Comme si de faire voter des gens qui ne font plus la différence entre leur genou et leur nez rendait plus précieux, plus noble, plus signifiant le droit de vote.

Cet incident illustre précisément que le droit de vote n'est justement pas tenu pour un droit précieux mais plutôt envisagé comme un absolu frénétique. Me semble qu'un droit, n'importe lequel, suppose au minimum chez celui qui s'apprête à l'exercer la conscience, la connaissance immédiate de ce qu'il est en train de faire. Me semble que la ligne est facile à tirer.

Près de 60 % des Montréalais ne sont pas allés voter dimanche. Bon nombre de ceux-là, pourtant pas alzheimer, eussent été incapables de nommer un seul candidat à la mairie. Bon nombre d'autres n'avaient aucune opinion. La mauvaise nouvelle pour la démocratie, c'est que tant de gens ne soient pas en mesure de faire un choix. Mais ce n'est pas une si mauvaise nouvelle que ça que, n'étant pas en mesure de faire un choix, ils ne soient pas allés le faire !

Faudrait pas confondre la démocratie avec la vaccination contre le H1N1. Ce n'est pas une question de santé publique - je l'ai déjà dit, je le répète, la démocratie n'attrape pas la grippe quand les gens ne vont pas voter.

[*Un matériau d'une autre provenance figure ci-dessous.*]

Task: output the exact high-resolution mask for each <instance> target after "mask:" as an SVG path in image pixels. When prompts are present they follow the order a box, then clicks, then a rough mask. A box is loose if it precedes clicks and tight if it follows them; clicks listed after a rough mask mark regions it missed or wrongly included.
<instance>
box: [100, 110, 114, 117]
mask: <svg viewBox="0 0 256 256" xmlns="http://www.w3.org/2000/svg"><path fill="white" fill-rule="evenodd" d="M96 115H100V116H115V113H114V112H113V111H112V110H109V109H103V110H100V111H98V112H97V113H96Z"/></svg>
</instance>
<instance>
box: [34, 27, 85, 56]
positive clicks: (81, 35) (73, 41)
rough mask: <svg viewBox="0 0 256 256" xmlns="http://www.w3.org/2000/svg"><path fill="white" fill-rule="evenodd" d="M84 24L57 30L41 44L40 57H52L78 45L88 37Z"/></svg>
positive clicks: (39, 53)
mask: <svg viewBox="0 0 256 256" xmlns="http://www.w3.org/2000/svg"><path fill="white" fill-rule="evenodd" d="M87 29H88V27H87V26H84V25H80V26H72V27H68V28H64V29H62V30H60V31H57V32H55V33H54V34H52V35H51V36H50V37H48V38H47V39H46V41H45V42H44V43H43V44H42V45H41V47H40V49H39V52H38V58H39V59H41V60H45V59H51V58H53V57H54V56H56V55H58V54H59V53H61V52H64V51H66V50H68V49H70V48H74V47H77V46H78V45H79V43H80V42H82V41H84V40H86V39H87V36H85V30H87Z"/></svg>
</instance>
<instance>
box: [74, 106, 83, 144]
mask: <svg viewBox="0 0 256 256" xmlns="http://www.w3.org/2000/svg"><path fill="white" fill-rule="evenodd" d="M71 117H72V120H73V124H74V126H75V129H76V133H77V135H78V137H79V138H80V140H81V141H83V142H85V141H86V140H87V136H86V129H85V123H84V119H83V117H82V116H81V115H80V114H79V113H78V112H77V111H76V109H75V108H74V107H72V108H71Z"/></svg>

D'ailleurs, la démocratie n'est pas juste une question de nombre. Prenez cette élection à la mairie de Montréal. Du seul point de vue du nombre, la très grande majorité des Montréalais qui sont allés voter ont voté contre le maire Tremblay - qui n'a été élu, tout bien calculé, que par 13 % des Montréalais. N'empêche que la division du vote lui a valu non seulement d'être élu, mais, en plus, de conserver une confortable majorité.

La démocratie, des fois, surtout dans les 48 heures qui suivent une élection pourrie, c'est juste d'la marde.